The Israeli Air Force’s (IAF’s) two operational Arrow anti-ballistic missiles interceptor batteries will soon be equipped with improved missiles.
The improved missiles have a new block of software and some more highly classified upgrades. These changes are a result of the many simulations performed by the IAF’s Arrow unit.
The simulations, using the built-in capability of the batteries, is complemented by one of the main Israeli national simulators built to allow the simulation of any scenario.
Now to the upgrades. The detection and fire control capabilities of the Arrow-2 batteries will be upgraded further by connecting them to the Elta “Super Green Pine” radar.
This radar, according to the IAF, will give the Arrow-2 operators an “improved picture of the skies”. And the “skies” in this context mean space far, very far, from Israel.
However, this is only part of the effort that has gained momentum in recent years in parallel with the accelerated development of Iran’s long-range ballistic missiles.
Israel Aerospace Industries (IAI), the Arrow’s developer and manufacturer, is currently developing the Arrow-3, a totally different interceptor that is designed for kinetic kills of ballistic missiles armed with unconventional warheads.

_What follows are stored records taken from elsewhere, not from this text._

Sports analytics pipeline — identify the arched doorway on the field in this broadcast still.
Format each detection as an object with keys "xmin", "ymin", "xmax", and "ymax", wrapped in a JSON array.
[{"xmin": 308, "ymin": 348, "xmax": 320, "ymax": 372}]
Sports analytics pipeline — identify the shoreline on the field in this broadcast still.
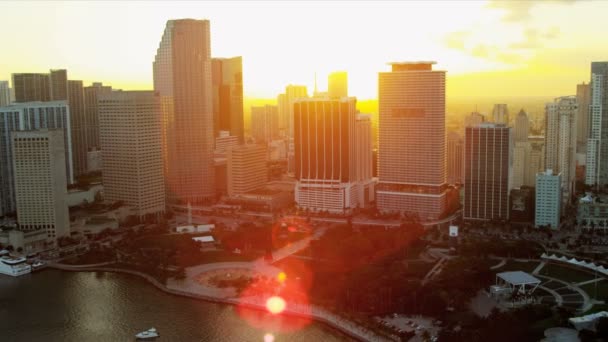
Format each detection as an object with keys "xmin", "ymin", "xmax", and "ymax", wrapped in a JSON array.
[{"xmin": 45, "ymin": 264, "xmax": 387, "ymax": 342}]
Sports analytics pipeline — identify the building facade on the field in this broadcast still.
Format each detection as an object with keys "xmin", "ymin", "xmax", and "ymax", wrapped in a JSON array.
[
  {"xmin": 294, "ymin": 98, "xmax": 374, "ymax": 213},
  {"xmin": 98, "ymin": 91, "xmax": 165, "ymax": 219},
  {"xmin": 251, "ymin": 105, "xmax": 279, "ymax": 143},
  {"xmin": 585, "ymin": 62, "xmax": 608, "ymax": 187},
  {"xmin": 376, "ymin": 62, "xmax": 448, "ymax": 221},
  {"xmin": 545, "ymin": 96, "xmax": 578, "ymax": 201},
  {"xmin": 11, "ymin": 129, "xmax": 70, "ymax": 241},
  {"xmin": 463, "ymin": 123, "xmax": 513, "ymax": 220},
  {"xmin": 153, "ymin": 19, "xmax": 215, "ymax": 205},
  {"xmin": 211, "ymin": 57, "xmax": 245, "ymax": 144},
  {"xmin": 0, "ymin": 101, "xmax": 74, "ymax": 214},
  {"xmin": 227, "ymin": 145, "xmax": 268, "ymax": 197},
  {"xmin": 534, "ymin": 169, "xmax": 562, "ymax": 229}
]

The improved Arrow-2, and later the Arrow-3, will be the upper layers of a multi-layered system aimed at protecting Israel from rockets and missiles.
The Rafael Iron Dome is the lowest layer, the “David’s Sling” developed by Rafael and Raytheon will constitute the second layer, and the two versions of the Arrow will top that system.
There are more and more signs that there is a growing interest in the Israeli multi-layered system, and that this may result in some export deals.
South Korea is facing a problem, Japan is facing one, and other countries may also feel threatened.